The Securities Commission (SC) of Malaysia has ordered Huobi, a cryptocurrency exchange, to stop operating in the country for failing to register as a digital asset exchange (DAX). As per the Capital Markets and Services Act 2007, all exchanges must obtain licensing from Malaysia’s SC as a Recognised Market Operator (RMO), and Huobi’s failure to do so was deemed a severe infraction.
Huobi has been directed to remove its website and mobile application from several platforms, including Apple Store and Google Play. The exchange has also been instructed to cease circulating or publishing any advertisements through email or social media platforms to Malaysian investors. The SC has advised Malaysia-based investors to withdraw all their assets from the platform and immediately close their accounts, as their continued usage of the exchange could expose them to fraud, and local laws may be unable to protect them. Huobi CEO Leon Li has been ordered to ensure that the directives are carried out.
This order comes at a time when Huobi is trying to regain its market footing after losing a significant share of its market dominance to rivals, following the closure of its Chinese operations in 2021. Huobi founder and CEO Leon Li sold his controlling stake in the crypto exchange to Hong Kong-based asset managers About Capital last October, stating that the deal would enable the company to accelerate its globalization plans, including business expansion initiatives. Despite reports indicating that Li would depart from the company altogether, he continues to hold the CEO position, according to his LinkedIn profile.

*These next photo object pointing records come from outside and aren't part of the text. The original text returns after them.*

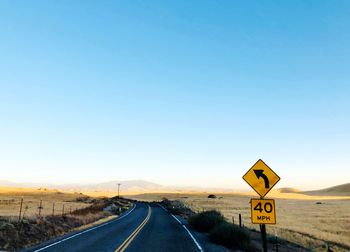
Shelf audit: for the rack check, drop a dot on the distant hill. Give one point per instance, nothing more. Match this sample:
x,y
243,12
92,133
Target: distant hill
x,y
339,190
128,186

Huobi’s failure to obtain licensing from Malaysia’s SC as a Recognised Market Operator (RMO) has resulted in the exchange being ordered to cease its operations in the country. The SC has advised Malaysia-based investors to withdraw all their assets from the platform and immediately close their accounts due to the risk of fraud and the inability of local laws to protect them. This order is a significant setback for Huobi, which is already struggling to regain its market share after the closure of its Chinese operations in 2021. It remains to be seen how this will impact the exchange’s plans for global expansion.